Случались с нами и приключения, но, пожалуй, мы сами придумывали их. Однажды в жаркий день, когда мы направлялись к Мейдстону, дьявол внушил нам ненависть к имбирному лимонаду, и мы изрядно одурманили себя элем. В те дни наши юные головы были так забиты легендами о диком Западе, что мы загорелись желанием обзавестись пистолетами. Вскоре молодой Рутс из Хайбэри появился с револьвером и патронами, и как-то в праздничный день мы, шестеро смелых, решили уйти, чтобы зажить свободной, дикой жизнью. От первого выстрела, произведенного в старой шахте в Чизлстеде, у нас едва не лопнули барабанные перепонки; наш второй выстрел прозвучал около Пикторн Грина, в лесу, где росло множество примул. Со страху я поднял фальшивую тревогу, крикнув: «Сторож!» — и мы без оглядки мчались целую милю. После этого на большой дороге близ Чизлстеда Рутс неожиданно выстрелил в фазана, но когда молодой Баркер напугал Рутса своими россказнями о том, как строго закон карает браконьерство, мы спрятали пистолет в высохшей канаве за школьным огородом. Впрочем, уже на следующий день мы извлекли револьвер из тайника и, не обращая внимания на ржавчину в стволе и набившуюся туда грязь, попытались убить кролика, пробегавшего в трехстах ярдах от нас. Угодив в нарытую кротом кучку земли в нескольких шагах от себя. Рутс превратил ее в облачко пыли, обжег себе пальцы и опалил лицо. После этого мы и в руки не брали оружие, проявившее столь странную склонность поражать самого стрелка.
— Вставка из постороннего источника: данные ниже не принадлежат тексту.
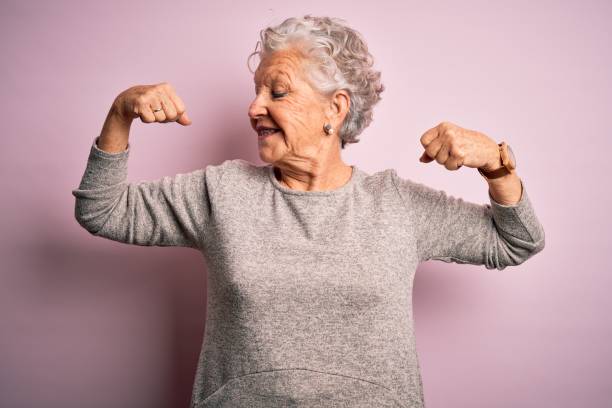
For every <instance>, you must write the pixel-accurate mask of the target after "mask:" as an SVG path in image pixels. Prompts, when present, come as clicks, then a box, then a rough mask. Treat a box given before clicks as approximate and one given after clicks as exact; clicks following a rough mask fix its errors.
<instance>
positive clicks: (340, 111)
mask: <svg viewBox="0 0 612 408" xmlns="http://www.w3.org/2000/svg"><path fill="white" fill-rule="evenodd" d="M350 106H351V97H350V95H349V93H348V91H346V90H345V89H339V90H337V91H336V92H334V94H333V95H332V98H331V101H330V110H331V112H330V113H331V117H332V118H333V121H334V122H335V124H336V126H335V127H338V126H340V124H341V123H342V122H343V121H344V118H345V117H346V115H347V114H348V112H349V109H350Z"/></svg>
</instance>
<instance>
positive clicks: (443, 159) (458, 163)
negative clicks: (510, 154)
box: [419, 122, 502, 171]
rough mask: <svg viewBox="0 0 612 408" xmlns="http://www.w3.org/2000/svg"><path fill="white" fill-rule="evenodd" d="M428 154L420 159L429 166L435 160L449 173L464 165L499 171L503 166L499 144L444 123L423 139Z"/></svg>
mask: <svg viewBox="0 0 612 408" xmlns="http://www.w3.org/2000/svg"><path fill="white" fill-rule="evenodd" d="M421 144H422V145H423V147H424V148H425V152H423V154H422V155H421V157H420V158H419V160H420V161H421V162H423V163H429V162H431V161H433V160H434V159H435V160H436V161H437V162H438V163H440V164H443V165H444V167H446V168H447V169H448V170H457V169H458V168H460V167H461V166H464V165H465V166H467V167H474V168H478V167H480V168H482V169H483V170H485V171H487V170H495V169H498V168H500V167H501V165H502V163H501V157H500V154H499V145H498V144H497V142H496V141H495V140H493V139H491V138H490V137H489V136H487V135H485V134H484V133H481V132H478V131H475V130H469V129H464V128H461V127H459V126H457V125H455V124H453V123H450V122H442V123H440V124H439V125H438V126H436V127H434V128H431V129H429V130H428V131H427V132H425V133H424V134H423V136H421Z"/></svg>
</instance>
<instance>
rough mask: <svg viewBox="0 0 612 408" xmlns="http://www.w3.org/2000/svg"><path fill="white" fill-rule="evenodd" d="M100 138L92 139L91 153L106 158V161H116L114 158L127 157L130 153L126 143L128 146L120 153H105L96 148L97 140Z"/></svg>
mask: <svg viewBox="0 0 612 408" xmlns="http://www.w3.org/2000/svg"><path fill="white" fill-rule="evenodd" d="M99 138H100V136H99V135H98V136H96V138H95V139H94V141H93V143H92V145H91V153H93V154H95V155H97V156H100V157H103V158H106V159H116V158H123V157H125V156H128V155H129V153H130V143H129V142H128V145H127V147H126V149H125V150H123V151H120V152H115V153H111V152H107V151H105V150H102V149H100V148H99V147H98V139H99Z"/></svg>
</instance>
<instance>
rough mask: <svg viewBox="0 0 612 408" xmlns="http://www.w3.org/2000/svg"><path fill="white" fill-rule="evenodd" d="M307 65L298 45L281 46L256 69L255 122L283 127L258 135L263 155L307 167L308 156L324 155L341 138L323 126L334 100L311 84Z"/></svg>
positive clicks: (256, 125)
mask: <svg viewBox="0 0 612 408" xmlns="http://www.w3.org/2000/svg"><path fill="white" fill-rule="evenodd" d="M304 65H305V64H304V60H303V59H302V56H301V55H300V54H299V52H298V51H296V50H295V49H287V50H279V51H275V52H273V53H272V54H270V55H267V56H265V57H264V58H263V59H262V60H261V63H260V64H259V67H258V68H257V71H256V72H255V76H254V80H255V99H254V100H253V102H252V103H251V105H250V106H249V117H250V120H251V126H252V127H253V129H255V130H257V128H258V127H259V126H264V127H269V128H276V129H279V130H278V131H276V132H275V133H272V134H269V135H265V136H264V135H262V136H260V135H258V136H257V137H258V145H259V155H260V157H261V159H262V160H263V161H265V162H267V163H276V162H279V161H283V162H285V163H287V164H290V163H291V162H293V164H294V165H297V166H299V167H301V168H303V166H304V163H303V162H304V161H305V160H308V159H313V158H315V159H316V157H319V156H321V154H322V153H324V151H325V150H326V149H330V148H331V147H332V146H333V143H334V139H337V137H330V136H327V135H326V134H325V132H324V130H323V126H324V125H325V124H326V123H328V122H330V121H329V120H327V118H328V117H329V114H330V113H331V111H330V110H329V109H330V108H331V107H330V102H329V101H328V100H326V99H325V98H324V97H323V96H322V95H321V94H320V93H318V92H317V91H316V90H315V89H313V88H312V87H311V86H310V84H309V82H308V79H307V77H306V72H305V68H306V67H305V66H304ZM330 123H331V122H330ZM332 125H334V128H335V130H336V131H337V128H336V125H335V123H332ZM336 143H337V141H336ZM299 162H301V165H300V163H299Z"/></svg>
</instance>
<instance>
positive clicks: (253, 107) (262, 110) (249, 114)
mask: <svg viewBox="0 0 612 408" xmlns="http://www.w3.org/2000/svg"><path fill="white" fill-rule="evenodd" d="M260 96H261V95H257V96H255V99H253V102H251V104H250V105H249V117H250V118H251V119H257V118H258V117H260V116H264V115H266V114H267V112H268V111H267V109H266V107H265V105H264V102H263V98H261V97H260Z"/></svg>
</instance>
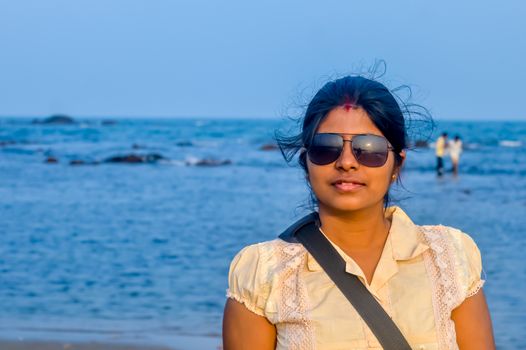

Одним из наших любимых развлечений были перебранки с проезжими на Гудхерстской дороге. Не изгладились у меня из памяти также дни, когда в меловых шахтах за деревней я превращался в белое пугало, а затем в результате купания в костюме Адама в речушке, которая бежала через хиксонские луга, в компаний с тремя другими адамитами и со стариной Юартом во главе заболевал желтухой.
О эти вольные, чудесные дни! Чем они были для нас! Как много они нам давали! В ту пору все ручьи текли из неведомых тогда еще «источников Нила», все заросли превращались в индийские джунгли, а нашу лучшую игру — я заявляю об этом с гордостью — изобрел я. Мы нашли лес, где надписи на щитах гласили: «Посторонним ходить воспрещается»; и вот здесь через весь лес мы проводили «отступление десяти тысяч», мужественно продираясь через заросли крапивы, а когда выходили к «морю», иначе к большой дороге, то, к изумлению прохожих и проезжих, преклоняли колена и начинали рыдать от радости, как об этом говорилось в книгах. Обычно я играл роль знаменитого полководца Ксено-о-фонта. Обратите внимание, как протяжно произношу я звук «о», так я произношу все классические имена. Со-крат рифмуется у меня со «сто крат», и я все еще придерживаюсь этого милого мне старого неправильного произношения, за исключением тех случаев, когда меня парализует холодный взгляд какого-нибудь педанта. Мое кратковременное бултыхание в латыни в те дни, когда я был аптекарем, не смыло этой привычки.